A resistance of `R Omega` draws current from a potentiometer. The potentiometer has a total resistance `R_(0) Omega`. A voltage V is supplied to the potentiometer. Derive an expression for the voltage fed into the circuit when the slide contact is in the middle of potentiometer.

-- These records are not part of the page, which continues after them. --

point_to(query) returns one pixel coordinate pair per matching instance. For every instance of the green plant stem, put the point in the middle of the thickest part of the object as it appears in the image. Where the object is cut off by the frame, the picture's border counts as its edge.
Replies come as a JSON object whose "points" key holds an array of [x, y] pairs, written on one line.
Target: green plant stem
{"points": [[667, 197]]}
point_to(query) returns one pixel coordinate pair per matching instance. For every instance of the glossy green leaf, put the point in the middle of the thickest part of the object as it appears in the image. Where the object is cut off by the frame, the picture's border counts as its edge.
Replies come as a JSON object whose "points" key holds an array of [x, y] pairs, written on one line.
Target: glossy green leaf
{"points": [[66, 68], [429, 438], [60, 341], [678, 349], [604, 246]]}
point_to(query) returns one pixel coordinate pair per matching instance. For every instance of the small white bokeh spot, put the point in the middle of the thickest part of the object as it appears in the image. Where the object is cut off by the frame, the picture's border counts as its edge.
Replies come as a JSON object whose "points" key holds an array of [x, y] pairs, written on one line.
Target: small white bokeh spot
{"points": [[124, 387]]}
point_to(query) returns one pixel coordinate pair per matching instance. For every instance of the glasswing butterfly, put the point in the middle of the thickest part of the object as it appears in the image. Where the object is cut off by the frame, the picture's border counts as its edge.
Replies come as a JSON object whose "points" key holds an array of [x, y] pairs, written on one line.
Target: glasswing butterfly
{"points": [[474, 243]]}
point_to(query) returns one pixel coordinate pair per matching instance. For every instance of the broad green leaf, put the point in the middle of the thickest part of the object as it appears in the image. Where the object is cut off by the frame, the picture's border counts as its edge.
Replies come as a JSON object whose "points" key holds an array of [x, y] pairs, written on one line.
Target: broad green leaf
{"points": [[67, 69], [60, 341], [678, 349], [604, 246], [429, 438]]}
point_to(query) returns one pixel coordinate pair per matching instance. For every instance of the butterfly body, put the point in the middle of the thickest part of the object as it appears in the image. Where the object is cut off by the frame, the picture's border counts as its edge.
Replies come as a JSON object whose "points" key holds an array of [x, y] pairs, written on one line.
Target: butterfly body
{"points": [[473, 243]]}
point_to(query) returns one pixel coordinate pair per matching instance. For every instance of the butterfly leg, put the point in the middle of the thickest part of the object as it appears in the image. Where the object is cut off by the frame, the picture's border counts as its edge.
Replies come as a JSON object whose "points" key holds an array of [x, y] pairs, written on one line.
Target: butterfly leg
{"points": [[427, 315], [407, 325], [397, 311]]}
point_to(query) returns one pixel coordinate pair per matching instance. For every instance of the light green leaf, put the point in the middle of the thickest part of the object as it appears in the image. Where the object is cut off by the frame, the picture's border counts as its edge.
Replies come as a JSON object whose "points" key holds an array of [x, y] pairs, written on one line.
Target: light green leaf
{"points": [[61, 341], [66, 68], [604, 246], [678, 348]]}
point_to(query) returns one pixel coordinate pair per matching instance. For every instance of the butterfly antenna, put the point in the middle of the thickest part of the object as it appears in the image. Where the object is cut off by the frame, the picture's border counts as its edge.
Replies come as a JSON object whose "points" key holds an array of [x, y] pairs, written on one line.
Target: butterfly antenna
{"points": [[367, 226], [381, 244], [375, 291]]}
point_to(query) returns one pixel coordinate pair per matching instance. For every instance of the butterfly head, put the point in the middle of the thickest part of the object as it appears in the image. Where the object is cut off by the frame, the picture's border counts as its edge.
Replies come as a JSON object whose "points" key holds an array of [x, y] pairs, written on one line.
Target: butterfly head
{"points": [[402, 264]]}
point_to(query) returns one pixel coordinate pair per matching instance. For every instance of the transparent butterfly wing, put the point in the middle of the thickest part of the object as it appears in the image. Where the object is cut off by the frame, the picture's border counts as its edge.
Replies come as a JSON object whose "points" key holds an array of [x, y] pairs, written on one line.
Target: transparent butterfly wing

While the slide is in the middle of the potentiometer only half of its resistance `(R_(0)//2)` will be between the points A and B. Hence, the total resistance between A and B, say, `R_(1)`, will be given by the following expression:
`(1)/(R_(1))=(1)/(R)+(1)/((R_(0)//2))`
`R_(1)=(R_(0)R)/(R_(0)+2R)`
The total resistance between A and C will be sum of resistance between A and B and B and C, i.e., `R_(1) + R_(0)//2`
`:.` The current flowing through the potentiometer will be
`I=(V)/(R_(1)+R_(0)//2)=(2V)/(2R_(1)+R_(0))`
Substituting for `R_(1)`, we have a
`V_(1)=(2V)/(((R_(0)xxR)/(R_(0)+2R))+R_(0))xx(R_(0)xxR)/(R_(0)+2R)`
`V_(1)=(2VR)/(2R+R_(0)+2R)`
or `V_(1)=(2VR)/(R_(0)+4R)`.